For me, preaching by heart was an idea born of necessity. I was struggling to articulate how I felt that I should be approaching sermon delivery. On the one hand, I was dissatisfied with preaching from a manuscript—no matter how well I worked it, there was an unavoidable sense of reading. [1]

On the other hand, neither did I want to memorize the sermon and deliver it. Not only is this an exceptionally arduous process, at its best the product tends to be what my mentor calls “reading the teleprompter in your head.” It still lacks connection.

And so I developed this notion of preaching by heart. What does this mean? Here’s my technical definition:

Preaching by heart is a way to proclaim the gospel that internalizes the core content of a sermon in order to deliver the message without notes in the power & guidance of the Holy Spirit.

Let me break this definition down into three parts:

1) Internalization

Think of the great Collect for the Word, in which we aspire to “hear, read, mark, learn, and inwardly digest” the Holy Scriptures. So preachers also aspire to “inwardly digest” the message of the sermon so that it, in a sense, becomes part of them. You own it, and not just know it.

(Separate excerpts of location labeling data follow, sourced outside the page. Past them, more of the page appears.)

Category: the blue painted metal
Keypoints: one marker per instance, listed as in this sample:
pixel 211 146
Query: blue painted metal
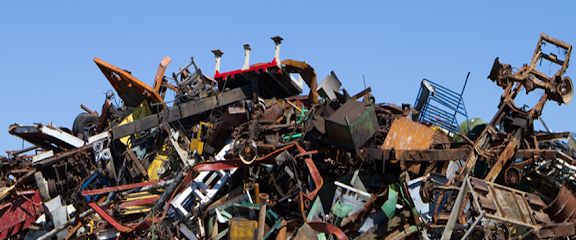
pixel 440 106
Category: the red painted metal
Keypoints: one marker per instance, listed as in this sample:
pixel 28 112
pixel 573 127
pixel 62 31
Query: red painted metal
pixel 109 218
pixel 255 68
pixel 20 213
pixel 119 188
pixel 140 202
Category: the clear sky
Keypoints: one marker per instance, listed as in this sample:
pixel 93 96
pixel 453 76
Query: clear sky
pixel 47 47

Thomas Long, furthering the thought, advises preachers to practice their sermon such that they “absorb it”: “We do not memorize it, but we learn it ‘by heart’ and, thus, can be more present with and for the hearers in the actual event of preaching.”⁠ [2] This is the fundamental step to preaching by heart. 

2) Without notes

Among preachers, much has been made of the notion of “preaching without notes.” I don’t think it’s a bad idea; in fact, I’m all for it. I just think that it’s an insufficient idea.

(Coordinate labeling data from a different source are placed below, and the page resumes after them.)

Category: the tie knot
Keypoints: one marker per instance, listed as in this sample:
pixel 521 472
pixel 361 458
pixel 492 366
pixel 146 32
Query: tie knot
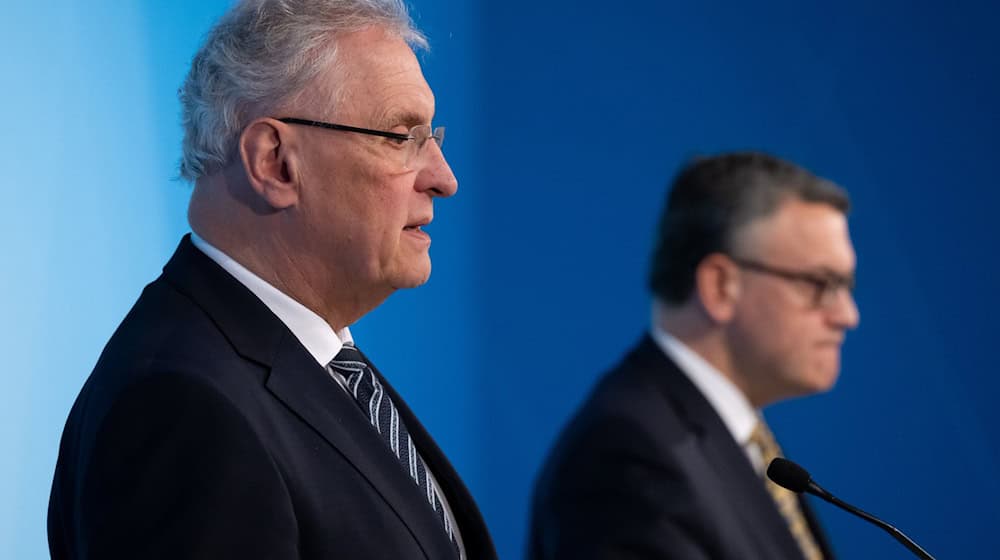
pixel 349 358
pixel 763 438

The reason I say this is that the concept confuses means and ends. The pastor’s goal isn’t merely to preach from a naked pulpit; the pastor’s goal is to preach by heart. For the message to become part of you, and so come forth as naturally as conversation with a friend.

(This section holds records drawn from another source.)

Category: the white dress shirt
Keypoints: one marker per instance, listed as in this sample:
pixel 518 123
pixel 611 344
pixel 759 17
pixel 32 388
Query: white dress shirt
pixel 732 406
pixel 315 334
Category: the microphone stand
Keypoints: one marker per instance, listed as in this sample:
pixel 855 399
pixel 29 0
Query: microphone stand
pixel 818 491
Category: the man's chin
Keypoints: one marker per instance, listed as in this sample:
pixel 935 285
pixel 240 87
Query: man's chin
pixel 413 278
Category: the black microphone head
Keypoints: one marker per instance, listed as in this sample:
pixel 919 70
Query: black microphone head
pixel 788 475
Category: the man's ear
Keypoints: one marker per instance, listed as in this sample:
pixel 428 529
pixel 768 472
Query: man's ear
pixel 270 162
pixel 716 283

3) Spirit-filled proclamation

For classical orators, the goal of good public speaking was to seem genuine—whether or not one happened to believe the message. As preachers, we don’t just want to seem like we’re actually committed to the gospel. As the Scripture says, “I believed, and so I spoke” (2 Cor. 4.13). This is no show for us.

And so, preaching by heart is proclamation in which there is harmony between preachers’ message and their manner, between their heart and their delivery. It facilitates the convergence between your faith-filled imagination and the Spirit of God.

Simply put: preaching by heart is preaching like you believe it.


1. This reminds me of a story I heard about the great Lutheran Hour preacher, Oswald Hoffman. Story goes, a preacher asks the LHM speaker for some honest feedback after he had been present for his sermon. Hoffman says, “You’ve got three problems: one, you read your sermon; two, you didn’t read it well; and three, it wasn’t worth reading.”

2. Thomas Long, The Witness of Preaching, 3rd ed. (Louisville: Westminster John Knox, 2016), 269.